Drbellamehta@gmail.com
Oct 30, 2025 3:00 pm

Ankylosing spondylitis (AS) is a burden on the bones—both literally and diagnostically. The disease’s dual nature, marked by chronic inflammation and abnormal new bone formation, complicates the assessment of bone health. While inflammation erodes trabecular bone, syndesmophytes and ligamentous calcifications can falsely elevate spine bone mineral density (BMD) readings on standard dual-energy X-ray absorptiometry (DXA). This paradox means that patients with structurally fused spines may appear to have “normal” bone density despite being at high risk for fractures.

At ACR25, a retrospective study from China tackled this challenge using quantitative computed tomography (QCT), a more precise imaging modality that measures true volumetric bone density unaffected by cortical ossifications. 

The study followed 53 AS patients—30 treated with the IL-17 inhibitor secukinumab and 23 with the TNF-α inhibitor adalimumab—over 12 months. Both therapies significantly reduced inflammatory markers (CRP and ESR, P < 0.01), with secukinumab showing greater declines in systemic immune-inflammation index (SII) and platelet-to-lymphocyte ratio (PLR). However, neither treatment produced significant overall changes in thoracolumbar BMD. Adalimumab led to a modest gain at the T4 vertebral level, but overall longitudinal changes in BMD were not statistically significant in either group, and no significant intergroup differences were observed.

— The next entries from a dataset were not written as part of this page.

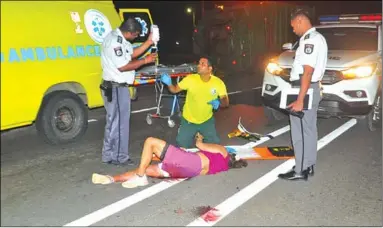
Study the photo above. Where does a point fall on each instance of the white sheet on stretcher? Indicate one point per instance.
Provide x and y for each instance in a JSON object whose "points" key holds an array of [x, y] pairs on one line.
{"points": [[160, 69]]}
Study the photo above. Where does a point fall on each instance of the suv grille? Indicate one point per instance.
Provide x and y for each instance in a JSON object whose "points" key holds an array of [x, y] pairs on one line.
{"points": [[330, 76]]}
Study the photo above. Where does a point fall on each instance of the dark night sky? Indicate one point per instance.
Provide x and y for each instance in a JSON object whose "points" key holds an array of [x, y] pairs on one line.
{"points": [[176, 25]]}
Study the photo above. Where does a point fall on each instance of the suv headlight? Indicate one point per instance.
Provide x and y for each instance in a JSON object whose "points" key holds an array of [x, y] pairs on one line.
{"points": [[273, 68], [359, 72]]}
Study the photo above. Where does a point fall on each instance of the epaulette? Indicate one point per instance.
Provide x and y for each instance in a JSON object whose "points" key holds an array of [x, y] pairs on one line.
{"points": [[119, 39]]}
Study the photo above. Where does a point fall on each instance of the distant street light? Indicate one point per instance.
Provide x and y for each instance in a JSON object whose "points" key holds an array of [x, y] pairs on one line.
{"points": [[190, 10]]}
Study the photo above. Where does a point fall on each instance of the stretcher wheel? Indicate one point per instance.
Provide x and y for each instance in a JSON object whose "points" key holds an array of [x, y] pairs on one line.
{"points": [[171, 123], [149, 119]]}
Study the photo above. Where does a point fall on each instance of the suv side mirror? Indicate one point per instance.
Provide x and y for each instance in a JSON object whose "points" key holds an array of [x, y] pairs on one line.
{"points": [[287, 46]]}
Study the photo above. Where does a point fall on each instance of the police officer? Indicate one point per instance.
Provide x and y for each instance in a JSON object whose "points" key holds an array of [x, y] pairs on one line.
{"points": [[119, 62], [307, 72]]}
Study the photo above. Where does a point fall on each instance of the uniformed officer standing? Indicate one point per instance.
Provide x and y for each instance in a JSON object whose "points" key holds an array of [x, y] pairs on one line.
{"points": [[307, 72], [119, 64]]}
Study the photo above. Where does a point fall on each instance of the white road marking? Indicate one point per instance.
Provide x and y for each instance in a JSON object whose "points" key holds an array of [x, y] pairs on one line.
{"points": [[232, 203], [145, 109], [139, 196], [122, 204]]}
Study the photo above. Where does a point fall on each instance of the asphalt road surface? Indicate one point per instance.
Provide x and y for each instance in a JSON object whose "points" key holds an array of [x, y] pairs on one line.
{"points": [[44, 185]]}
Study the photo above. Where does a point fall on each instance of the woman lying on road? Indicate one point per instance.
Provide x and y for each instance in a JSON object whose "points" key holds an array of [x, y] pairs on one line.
{"points": [[175, 163]]}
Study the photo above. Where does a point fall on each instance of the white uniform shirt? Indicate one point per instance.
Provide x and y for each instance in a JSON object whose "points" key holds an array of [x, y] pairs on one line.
{"points": [[116, 52], [312, 51]]}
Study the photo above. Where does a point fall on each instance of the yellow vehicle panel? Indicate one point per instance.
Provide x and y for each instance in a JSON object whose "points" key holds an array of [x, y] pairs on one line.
{"points": [[45, 46]]}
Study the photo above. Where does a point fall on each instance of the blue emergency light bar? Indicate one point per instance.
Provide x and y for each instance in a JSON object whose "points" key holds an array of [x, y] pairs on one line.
{"points": [[355, 18]]}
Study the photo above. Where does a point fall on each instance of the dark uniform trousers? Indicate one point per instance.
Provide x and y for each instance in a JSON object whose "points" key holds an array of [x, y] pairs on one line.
{"points": [[116, 136], [308, 157]]}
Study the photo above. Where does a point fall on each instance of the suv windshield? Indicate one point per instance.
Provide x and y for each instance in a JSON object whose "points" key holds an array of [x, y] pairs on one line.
{"points": [[350, 38]]}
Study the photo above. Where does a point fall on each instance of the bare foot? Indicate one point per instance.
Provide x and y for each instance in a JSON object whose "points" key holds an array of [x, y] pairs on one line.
{"points": [[101, 179]]}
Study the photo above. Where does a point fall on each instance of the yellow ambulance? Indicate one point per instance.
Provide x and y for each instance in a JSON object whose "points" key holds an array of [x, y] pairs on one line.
{"points": [[50, 63]]}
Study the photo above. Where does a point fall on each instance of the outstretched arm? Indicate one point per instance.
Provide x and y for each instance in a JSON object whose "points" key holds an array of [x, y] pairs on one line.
{"points": [[210, 147]]}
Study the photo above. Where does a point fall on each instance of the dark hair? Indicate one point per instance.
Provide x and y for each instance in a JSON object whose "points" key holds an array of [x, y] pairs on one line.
{"points": [[234, 164], [301, 11], [209, 60], [131, 25]]}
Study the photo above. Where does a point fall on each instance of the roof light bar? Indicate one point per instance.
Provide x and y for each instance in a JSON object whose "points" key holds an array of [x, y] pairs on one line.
{"points": [[351, 18]]}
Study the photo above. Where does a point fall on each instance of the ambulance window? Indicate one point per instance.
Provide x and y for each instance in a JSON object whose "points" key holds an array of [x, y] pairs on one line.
{"points": [[145, 22], [351, 38]]}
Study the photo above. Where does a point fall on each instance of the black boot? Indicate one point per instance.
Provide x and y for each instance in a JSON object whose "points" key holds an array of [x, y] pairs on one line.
{"points": [[292, 175], [310, 170]]}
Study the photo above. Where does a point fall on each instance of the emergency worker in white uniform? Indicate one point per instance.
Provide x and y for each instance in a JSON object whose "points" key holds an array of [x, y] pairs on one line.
{"points": [[307, 72], [118, 60]]}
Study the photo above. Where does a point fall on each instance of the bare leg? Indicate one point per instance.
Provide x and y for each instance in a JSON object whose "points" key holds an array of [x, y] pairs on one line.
{"points": [[151, 171], [151, 146]]}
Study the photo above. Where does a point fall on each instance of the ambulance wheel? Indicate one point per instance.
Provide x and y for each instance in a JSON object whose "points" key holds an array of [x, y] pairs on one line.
{"points": [[171, 123], [149, 119], [374, 118], [273, 115], [63, 118]]}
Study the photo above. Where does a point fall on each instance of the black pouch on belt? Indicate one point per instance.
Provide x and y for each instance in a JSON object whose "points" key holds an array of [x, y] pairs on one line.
{"points": [[106, 86]]}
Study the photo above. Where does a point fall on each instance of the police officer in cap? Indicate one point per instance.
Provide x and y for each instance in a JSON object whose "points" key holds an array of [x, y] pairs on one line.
{"points": [[118, 59], [307, 72]]}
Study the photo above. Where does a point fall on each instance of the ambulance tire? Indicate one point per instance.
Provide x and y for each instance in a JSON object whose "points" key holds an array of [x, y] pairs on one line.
{"points": [[273, 116], [63, 118]]}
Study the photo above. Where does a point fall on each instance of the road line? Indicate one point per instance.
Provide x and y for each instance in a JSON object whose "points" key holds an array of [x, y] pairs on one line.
{"points": [[122, 204], [144, 110], [239, 198], [137, 197]]}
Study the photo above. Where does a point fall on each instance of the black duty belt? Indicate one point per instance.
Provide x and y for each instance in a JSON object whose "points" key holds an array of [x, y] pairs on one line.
{"points": [[118, 84]]}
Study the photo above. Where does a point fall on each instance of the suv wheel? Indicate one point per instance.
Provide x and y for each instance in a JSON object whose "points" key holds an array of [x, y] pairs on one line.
{"points": [[374, 118], [273, 115]]}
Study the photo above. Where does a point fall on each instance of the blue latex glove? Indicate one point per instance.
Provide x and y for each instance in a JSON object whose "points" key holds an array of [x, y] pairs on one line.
{"points": [[215, 103], [165, 78], [230, 150]]}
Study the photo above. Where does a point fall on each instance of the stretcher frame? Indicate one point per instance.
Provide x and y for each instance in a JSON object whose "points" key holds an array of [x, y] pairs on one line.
{"points": [[153, 75]]}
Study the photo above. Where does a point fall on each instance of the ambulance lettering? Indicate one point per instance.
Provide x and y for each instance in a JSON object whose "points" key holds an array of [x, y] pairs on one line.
{"points": [[49, 53]]}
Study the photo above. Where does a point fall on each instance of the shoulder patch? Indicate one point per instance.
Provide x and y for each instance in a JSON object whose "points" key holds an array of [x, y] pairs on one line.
{"points": [[118, 51], [309, 48], [119, 39]]}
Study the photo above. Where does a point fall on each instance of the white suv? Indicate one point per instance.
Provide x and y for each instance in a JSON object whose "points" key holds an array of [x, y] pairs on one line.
{"points": [[352, 80]]}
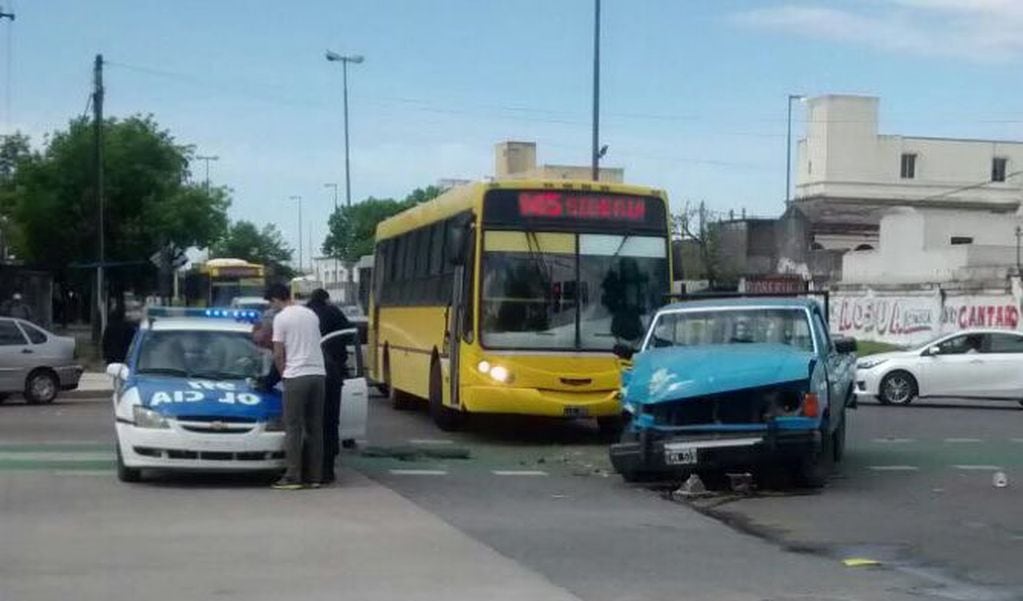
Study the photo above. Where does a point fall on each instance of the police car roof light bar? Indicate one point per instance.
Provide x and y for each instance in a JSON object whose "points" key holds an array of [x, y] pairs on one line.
{"points": [[248, 315], [718, 295]]}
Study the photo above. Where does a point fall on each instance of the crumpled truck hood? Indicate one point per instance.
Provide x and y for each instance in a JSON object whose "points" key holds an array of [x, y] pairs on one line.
{"points": [[677, 373]]}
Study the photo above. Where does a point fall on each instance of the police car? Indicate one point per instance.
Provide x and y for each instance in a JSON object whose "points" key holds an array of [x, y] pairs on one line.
{"points": [[186, 396]]}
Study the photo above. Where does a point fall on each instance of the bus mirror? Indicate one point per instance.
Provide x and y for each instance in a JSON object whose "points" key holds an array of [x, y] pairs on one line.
{"points": [[457, 234]]}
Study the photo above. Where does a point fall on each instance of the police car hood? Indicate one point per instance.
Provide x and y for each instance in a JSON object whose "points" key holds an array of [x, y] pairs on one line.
{"points": [[207, 398], [672, 374]]}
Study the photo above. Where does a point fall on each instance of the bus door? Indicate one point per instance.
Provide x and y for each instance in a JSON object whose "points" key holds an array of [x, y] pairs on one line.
{"points": [[461, 247]]}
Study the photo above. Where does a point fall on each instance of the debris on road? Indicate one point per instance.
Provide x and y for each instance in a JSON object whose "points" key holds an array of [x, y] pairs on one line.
{"points": [[406, 453], [860, 562]]}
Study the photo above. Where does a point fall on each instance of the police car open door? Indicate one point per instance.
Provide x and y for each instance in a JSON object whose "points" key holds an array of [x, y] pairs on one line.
{"points": [[354, 393]]}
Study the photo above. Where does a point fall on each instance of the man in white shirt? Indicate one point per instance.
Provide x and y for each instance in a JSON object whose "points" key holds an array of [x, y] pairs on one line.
{"points": [[298, 355]]}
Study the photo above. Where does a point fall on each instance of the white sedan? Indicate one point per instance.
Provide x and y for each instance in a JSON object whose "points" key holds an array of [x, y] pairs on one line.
{"points": [[972, 363]]}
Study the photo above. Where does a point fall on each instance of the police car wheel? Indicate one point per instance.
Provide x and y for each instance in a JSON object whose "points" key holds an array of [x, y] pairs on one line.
{"points": [[41, 387], [125, 473]]}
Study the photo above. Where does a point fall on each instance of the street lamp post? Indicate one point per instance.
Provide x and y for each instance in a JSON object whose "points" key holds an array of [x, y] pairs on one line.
{"points": [[788, 151], [345, 59], [207, 159], [594, 151], [299, 199]]}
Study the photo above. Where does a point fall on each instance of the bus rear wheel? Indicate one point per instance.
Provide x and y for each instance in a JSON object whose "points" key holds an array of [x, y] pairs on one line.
{"points": [[399, 400], [446, 418]]}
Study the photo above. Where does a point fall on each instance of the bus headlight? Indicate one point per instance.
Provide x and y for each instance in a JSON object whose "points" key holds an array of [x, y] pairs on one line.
{"points": [[500, 374]]}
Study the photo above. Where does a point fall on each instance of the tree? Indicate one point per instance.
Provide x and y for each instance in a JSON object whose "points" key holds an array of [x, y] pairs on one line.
{"points": [[14, 151], [148, 200], [243, 241], [353, 229]]}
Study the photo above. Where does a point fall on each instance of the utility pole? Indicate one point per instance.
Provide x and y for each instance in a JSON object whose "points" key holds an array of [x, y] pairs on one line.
{"points": [[207, 159], [595, 152], [788, 152], [97, 117], [337, 274], [1019, 234], [299, 199]]}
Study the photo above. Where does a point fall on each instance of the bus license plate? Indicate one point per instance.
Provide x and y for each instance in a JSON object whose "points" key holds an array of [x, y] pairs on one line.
{"points": [[680, 457]]}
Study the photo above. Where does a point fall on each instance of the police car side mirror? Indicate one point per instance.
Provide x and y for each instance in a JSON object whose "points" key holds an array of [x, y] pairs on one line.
{"points": [[118, 371], [623, 351]]}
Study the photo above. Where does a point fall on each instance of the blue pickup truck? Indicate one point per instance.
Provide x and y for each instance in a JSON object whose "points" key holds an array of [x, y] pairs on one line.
{"points": [[734, 384]]}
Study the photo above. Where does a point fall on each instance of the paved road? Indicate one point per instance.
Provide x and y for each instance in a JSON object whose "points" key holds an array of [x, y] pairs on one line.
{"points": [[534, 505]]}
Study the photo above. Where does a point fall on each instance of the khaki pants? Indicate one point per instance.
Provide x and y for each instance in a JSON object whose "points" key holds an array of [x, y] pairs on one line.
{"points": [[304, 428]]}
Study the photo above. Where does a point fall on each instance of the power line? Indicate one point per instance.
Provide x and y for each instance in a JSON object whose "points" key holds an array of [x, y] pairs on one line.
{"points": [[977, 185]]}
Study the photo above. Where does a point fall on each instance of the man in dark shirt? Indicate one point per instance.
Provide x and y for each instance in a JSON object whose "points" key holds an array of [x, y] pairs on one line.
{"points": [[118, 336], [335, 355]]}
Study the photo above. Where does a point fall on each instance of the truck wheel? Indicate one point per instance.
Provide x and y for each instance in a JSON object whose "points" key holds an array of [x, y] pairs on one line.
{"points": [[838, 442], [41, 387], [811, 471], [446, 418], [125, 473]]}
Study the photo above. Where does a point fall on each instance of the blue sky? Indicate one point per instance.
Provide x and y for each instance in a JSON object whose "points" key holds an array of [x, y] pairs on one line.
{"points": [[694, 91]]}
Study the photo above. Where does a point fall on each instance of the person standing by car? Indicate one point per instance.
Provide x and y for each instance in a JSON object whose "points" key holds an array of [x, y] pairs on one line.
{"points": [[118, 336], [299, 357], [335, 356], [17, 308]]}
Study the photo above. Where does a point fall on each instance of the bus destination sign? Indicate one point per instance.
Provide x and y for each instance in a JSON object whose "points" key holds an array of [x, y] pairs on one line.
{"points": [[609, 208]]}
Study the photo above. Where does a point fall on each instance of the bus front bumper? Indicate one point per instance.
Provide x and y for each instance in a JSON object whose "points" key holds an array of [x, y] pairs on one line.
{"points": [[532, 401]]}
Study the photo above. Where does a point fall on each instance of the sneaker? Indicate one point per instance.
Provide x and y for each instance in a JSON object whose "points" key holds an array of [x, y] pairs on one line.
{"points": [[285, 484]]}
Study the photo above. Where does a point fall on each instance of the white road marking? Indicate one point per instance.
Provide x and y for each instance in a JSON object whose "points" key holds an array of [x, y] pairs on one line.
{"points": [[68, 456]]}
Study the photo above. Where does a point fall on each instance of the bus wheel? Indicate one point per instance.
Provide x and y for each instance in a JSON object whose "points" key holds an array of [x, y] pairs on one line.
{"points": [[399, 400], [445, 418]]}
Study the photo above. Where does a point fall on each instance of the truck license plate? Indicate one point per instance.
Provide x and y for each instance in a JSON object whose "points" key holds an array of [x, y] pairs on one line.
{"points": [[680, 457]]}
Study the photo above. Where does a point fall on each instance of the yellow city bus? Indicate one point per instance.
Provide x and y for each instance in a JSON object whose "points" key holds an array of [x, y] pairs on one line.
{"points": [[507, 297]]}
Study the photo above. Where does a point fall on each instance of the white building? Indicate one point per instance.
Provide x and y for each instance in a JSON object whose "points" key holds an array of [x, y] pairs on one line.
{"points": [[935, 246], [334, 275], [848, 174]]}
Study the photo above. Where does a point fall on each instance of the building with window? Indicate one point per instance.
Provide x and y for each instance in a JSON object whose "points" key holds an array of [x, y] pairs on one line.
{"points": [[848, 174], [934, 247]]}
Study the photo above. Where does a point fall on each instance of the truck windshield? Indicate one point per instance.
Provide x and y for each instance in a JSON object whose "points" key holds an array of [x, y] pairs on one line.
{"points": [[725, 326]]}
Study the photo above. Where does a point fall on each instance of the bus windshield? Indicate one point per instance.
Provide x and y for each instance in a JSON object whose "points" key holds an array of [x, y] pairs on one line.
{"points": [[568, 291]]}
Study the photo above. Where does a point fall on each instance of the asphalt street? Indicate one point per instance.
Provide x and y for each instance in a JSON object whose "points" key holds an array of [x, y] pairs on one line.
{"points": [[534, 502]]}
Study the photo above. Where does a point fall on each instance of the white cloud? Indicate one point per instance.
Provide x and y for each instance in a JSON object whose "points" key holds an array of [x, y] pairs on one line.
{"points": [[975, 30]]}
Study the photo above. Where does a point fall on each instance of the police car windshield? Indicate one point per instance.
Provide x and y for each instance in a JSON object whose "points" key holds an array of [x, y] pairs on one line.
{"points": [[215, 355]]}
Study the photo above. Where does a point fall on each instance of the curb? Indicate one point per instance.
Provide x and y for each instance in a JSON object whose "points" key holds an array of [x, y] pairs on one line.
{"points": [[99, 393]]}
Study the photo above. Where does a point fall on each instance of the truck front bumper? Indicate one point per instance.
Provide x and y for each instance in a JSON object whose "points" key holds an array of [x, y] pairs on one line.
{"points": [[656, 453]]}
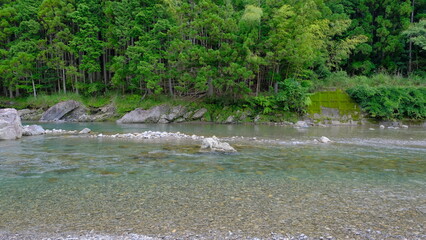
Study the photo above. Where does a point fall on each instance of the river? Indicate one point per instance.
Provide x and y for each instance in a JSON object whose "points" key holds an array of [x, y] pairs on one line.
{"points": [[366, 184]]}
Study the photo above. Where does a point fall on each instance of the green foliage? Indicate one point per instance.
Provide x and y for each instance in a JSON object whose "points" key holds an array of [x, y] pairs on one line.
{"points": [[341, 80], [391, 102], [292, 97]]}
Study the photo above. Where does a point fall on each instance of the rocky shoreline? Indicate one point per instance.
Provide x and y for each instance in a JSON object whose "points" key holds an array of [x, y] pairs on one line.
{"points": [[73, 111]]}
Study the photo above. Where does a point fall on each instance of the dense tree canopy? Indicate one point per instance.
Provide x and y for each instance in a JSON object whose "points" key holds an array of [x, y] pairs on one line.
{"points": [[202, 47]]}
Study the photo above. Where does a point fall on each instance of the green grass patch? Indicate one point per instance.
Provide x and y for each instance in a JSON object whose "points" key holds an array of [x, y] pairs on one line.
{"points": [[391, 102], [341, 80]]}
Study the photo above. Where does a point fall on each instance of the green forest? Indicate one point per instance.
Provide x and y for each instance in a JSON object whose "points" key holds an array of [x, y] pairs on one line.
{"points": [[208, 48]]}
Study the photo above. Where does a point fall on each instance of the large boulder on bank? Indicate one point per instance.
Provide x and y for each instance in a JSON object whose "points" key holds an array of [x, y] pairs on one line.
{"points": [[32, 130], [10, 124], [139, 115], [30, 114], [58, 111], [161, 114], [214, 145]]}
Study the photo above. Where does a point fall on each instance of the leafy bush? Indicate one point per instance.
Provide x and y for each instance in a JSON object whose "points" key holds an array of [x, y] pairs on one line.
{"points": [[391, 102], [341, 80], [292, 97]]}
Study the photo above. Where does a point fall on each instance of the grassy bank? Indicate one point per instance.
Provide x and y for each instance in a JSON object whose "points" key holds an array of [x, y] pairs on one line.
{"points": [[382, 97]]}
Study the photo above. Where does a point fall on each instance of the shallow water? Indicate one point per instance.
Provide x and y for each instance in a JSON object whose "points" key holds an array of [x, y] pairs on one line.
{"points": [[366, 184]]}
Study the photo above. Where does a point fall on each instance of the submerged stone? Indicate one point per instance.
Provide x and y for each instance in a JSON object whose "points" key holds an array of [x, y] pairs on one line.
{"points": [[214, 145]]}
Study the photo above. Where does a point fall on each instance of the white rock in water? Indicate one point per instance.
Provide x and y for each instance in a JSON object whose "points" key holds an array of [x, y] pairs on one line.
{"points": [[214, 145], [85, 131], [32, 130], [301, 124], [324, 140]]}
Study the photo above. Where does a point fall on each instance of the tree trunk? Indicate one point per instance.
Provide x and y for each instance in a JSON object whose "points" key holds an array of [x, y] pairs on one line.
{"points": [[170, 87], [10, 92], [410, 44], [210, 87], [64, 80], [258, 83], [276, 82], [34, 90]]}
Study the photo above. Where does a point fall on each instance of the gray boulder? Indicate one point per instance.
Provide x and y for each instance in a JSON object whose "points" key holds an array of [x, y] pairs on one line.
{"points": [[85, 131], [79, 114], [32, 130], [138, 115], [58, 111], [175, 113], [301, 124], [158, 114], [30, 114], [199, 114], [10, 124], [214, 145], [324, 140]]}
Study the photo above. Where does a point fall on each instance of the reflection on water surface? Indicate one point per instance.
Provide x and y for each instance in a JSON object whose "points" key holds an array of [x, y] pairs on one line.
{"points": [[365, 184]]}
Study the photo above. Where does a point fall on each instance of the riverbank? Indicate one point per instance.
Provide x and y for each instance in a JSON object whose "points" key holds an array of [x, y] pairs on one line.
{"points": [[325, 108]]}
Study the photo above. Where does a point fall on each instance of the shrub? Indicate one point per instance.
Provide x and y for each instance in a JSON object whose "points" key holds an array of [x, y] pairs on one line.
{"points": [[391, 102]]}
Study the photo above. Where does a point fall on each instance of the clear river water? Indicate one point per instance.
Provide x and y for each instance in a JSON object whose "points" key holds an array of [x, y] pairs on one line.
{"points": [[366, 184]]}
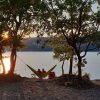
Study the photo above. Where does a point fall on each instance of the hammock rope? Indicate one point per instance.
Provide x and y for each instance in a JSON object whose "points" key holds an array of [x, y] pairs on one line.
{"points": [[40, 75]]}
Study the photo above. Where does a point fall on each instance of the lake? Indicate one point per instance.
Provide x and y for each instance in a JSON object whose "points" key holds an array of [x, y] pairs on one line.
{"points": [[45, 60]]}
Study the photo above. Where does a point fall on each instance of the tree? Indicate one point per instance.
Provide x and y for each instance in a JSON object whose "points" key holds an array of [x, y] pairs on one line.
{"points": [[76, 21], [18, 25], [62, 51]]}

Importantly, baseline inflammatory markers did not correlate with heterogeneity in BMD response to either biologic agent. This suggests that short-term biologic therapy may not directly translate into measurable skeletal protection and underscores the need for longer-term studies. The most clinically relevant takeaway from this study is that QCT should be the preferred method—not lumbar DXA—for assessing bone density in AS. QCT provides a more reliable evaluation of trabecular bone health, even in patients with advanced spinal fusion. Regular bone density monitoring should be considered essential in the management of AS, especially given the limitations of conventional imaging and the silent progression of skeletal fragility.